Integrated development environment, launch platform and choosing a full solution stack
by a reluctant coder:
Choose a full solution stack that is dynamic enough to handle any need you encounter. It needs to work well under adverse conditions with a solid track record. Also, it should work with little modification on as many devices as possible.
Smartphone and small device manufacturers are terrific at creating buzz around new technology. Is your app an RTS game or will it depend on near instantaneous user interaction or heavy graphics? If so, you will need to make it work for the most popular markets through platform specific app stores. Have you ever wondered why many apps are only available on one platform or another? If you choose to make an app for an app store, you have to write code to fit every device. You lose the benefit of working with ubiquitous web technology. The web works on most everything –where much of the code is already written for you. Even if you’re making a game, some of the following may still be useful.
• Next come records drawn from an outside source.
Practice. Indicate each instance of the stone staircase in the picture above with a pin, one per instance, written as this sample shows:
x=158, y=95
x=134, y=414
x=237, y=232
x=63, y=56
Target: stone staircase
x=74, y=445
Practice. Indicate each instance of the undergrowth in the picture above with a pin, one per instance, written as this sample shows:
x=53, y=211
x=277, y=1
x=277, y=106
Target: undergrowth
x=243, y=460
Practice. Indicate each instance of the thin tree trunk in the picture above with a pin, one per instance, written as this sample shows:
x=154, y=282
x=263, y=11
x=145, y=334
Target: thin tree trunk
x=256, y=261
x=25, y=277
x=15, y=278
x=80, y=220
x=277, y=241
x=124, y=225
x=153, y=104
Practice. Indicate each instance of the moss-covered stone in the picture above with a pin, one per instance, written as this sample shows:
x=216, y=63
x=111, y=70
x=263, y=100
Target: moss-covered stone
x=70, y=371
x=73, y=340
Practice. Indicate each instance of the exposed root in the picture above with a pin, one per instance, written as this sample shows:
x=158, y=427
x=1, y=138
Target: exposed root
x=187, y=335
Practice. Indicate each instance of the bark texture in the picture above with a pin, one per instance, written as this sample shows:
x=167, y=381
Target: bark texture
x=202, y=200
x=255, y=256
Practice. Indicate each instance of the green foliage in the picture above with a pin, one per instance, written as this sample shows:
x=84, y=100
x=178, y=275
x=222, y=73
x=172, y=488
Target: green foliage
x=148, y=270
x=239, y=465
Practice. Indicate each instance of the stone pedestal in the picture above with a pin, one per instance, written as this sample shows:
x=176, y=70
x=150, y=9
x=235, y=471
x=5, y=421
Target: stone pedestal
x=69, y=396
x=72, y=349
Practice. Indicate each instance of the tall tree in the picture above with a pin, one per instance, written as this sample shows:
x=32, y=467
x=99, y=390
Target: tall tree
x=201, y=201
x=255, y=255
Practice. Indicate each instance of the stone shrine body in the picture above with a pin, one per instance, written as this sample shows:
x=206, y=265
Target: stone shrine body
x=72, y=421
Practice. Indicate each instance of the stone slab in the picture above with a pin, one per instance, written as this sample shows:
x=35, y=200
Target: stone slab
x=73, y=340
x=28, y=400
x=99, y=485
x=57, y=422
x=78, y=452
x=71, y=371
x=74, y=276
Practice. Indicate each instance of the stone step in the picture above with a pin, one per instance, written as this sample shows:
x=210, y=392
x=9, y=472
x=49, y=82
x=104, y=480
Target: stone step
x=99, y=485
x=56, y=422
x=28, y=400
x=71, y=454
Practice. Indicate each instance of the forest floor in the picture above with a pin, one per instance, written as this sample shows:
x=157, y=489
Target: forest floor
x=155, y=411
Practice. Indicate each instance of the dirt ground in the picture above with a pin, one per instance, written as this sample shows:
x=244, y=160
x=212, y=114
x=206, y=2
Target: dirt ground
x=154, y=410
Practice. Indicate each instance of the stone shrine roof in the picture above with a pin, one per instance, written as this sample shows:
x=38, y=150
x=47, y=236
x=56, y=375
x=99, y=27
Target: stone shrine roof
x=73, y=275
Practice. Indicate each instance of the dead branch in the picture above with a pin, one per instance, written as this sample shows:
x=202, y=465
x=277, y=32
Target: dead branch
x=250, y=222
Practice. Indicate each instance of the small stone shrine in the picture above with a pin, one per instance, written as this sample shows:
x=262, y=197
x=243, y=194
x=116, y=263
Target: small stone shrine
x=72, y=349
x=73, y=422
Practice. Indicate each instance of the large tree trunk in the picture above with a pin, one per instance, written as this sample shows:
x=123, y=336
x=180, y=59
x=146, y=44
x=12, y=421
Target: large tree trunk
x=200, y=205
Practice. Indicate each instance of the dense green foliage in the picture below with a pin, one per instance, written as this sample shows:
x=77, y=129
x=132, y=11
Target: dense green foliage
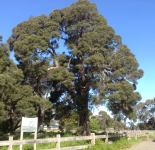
x=103, y=121
x=145, y=112
x=95, y=67
x=16, y=99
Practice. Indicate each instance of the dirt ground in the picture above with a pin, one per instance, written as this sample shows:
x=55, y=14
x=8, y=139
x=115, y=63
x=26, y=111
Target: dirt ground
x=146, y=145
Choosing a solution stack means choosing a web stack so users don’t have to download your app or hassle with software maintenance and updates. Yeah, users need to connect to the internet to use it. It’s not uncommon for a downloaded app on a device to have to connect also. Web stacks usually are a blend of server-side and client-side processing. Web stacks can also go by the name application servers or web application frameworks. The core of a stack consists of a combination of each of these four components:
- An operating system (OS). Linux and BSD are open source OSes with many variant distributions of each. Most any web server, database and programming language works with most any distribution.
- A web server that serves pages or views.
- A programming language and library of scripts that instruct the system on how to build pages. Pages consist of files, templates and data.
- A database that holds changing data that are not files.